Fünfzehntes Kapitel:
Vom Auseinanderfallen
    Die Gefährten um Frohdoof und die Gemeinschaft des Einen Armreifs hatten einander müde angelächelt, sich gegenseitig auf die Schultern geklopft. Hernach beschlossen sie, einen Begrüßungstrunk zu sich nehmen, aus dem ihnen, wie sie hofften, ein wenig Hoffnung erwachsen würde. Denn des frohen Mutes waren sie während ihrer bislang fruchtlosen Questen verlustig gegangen, wie ihnen urplötzlich auffiel.
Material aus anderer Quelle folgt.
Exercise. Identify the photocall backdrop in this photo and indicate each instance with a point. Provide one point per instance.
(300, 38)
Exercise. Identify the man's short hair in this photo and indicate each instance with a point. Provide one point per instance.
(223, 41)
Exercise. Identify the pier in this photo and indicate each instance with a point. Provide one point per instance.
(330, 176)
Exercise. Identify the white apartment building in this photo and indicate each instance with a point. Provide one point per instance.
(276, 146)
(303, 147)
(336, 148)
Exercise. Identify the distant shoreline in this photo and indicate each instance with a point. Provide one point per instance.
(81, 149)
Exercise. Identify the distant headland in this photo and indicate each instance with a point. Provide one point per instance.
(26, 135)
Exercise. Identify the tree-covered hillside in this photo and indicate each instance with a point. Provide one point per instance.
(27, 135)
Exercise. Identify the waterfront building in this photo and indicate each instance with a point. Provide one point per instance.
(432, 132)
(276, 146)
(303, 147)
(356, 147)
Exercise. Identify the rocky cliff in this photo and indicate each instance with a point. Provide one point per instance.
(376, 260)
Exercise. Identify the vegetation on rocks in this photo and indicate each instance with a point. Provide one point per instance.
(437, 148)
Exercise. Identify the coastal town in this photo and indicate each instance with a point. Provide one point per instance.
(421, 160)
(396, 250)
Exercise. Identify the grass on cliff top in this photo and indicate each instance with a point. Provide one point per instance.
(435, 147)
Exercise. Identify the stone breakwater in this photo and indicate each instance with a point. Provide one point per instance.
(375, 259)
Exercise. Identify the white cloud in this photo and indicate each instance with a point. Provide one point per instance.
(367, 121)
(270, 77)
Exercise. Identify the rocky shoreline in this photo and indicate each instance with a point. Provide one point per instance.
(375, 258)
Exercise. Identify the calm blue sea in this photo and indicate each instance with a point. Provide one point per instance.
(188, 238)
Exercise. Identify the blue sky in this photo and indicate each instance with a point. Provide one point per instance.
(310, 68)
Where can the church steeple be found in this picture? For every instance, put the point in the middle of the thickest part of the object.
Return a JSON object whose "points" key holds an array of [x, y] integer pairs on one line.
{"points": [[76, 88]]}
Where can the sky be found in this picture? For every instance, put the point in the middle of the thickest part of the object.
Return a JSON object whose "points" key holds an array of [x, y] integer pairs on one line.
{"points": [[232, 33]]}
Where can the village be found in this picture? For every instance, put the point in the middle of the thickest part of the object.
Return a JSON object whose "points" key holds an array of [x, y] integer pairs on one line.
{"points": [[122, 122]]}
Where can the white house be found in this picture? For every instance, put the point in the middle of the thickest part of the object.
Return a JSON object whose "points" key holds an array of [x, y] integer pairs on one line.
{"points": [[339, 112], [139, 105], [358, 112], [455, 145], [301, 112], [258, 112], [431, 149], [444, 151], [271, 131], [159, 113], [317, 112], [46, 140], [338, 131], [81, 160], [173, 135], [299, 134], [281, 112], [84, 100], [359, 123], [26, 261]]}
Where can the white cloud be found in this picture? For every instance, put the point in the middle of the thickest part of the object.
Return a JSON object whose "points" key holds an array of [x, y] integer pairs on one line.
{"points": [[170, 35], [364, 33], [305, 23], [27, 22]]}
    »Wie steht’s mit dem Schicksalsteich?«, fragte der Waldschrat, derweil er den nirgendwo genauer definierten Trunk hinuntergurgelte. »Seid ihr ihm nahe?«
    »Wie geht’s dem Abgrund am Gunda-Nackt-Berg?«, hielt Frohdoof dagegen. »Schon was von ihm gehört?«
    Richtig froh wurden sie alle nicht, denn sie mussten einander gestehen, dass sie keinen blassen Schimmer hatten, wie alles weitergehen würde und wohin sie sich wenden sollten und wo sie überhaupt wären, und ob die Bemühungen, die sie gerade investierten, wie auch jene ihrer früheren Jahre, irgendeinen Sinn ergäben. Und die Kartenträger beider Gemeinschaften breiteten voreinander ihre schon jetzt vergilbten Pergamente aus, auf denen so gut wie nichts zu erkennen war. Vor Kummer tranken dann alle Beteiligten zu viel, und so ward offenbar, dass der Begrüßungstrunk seinen ursprünglichen Charakter verloren hatte.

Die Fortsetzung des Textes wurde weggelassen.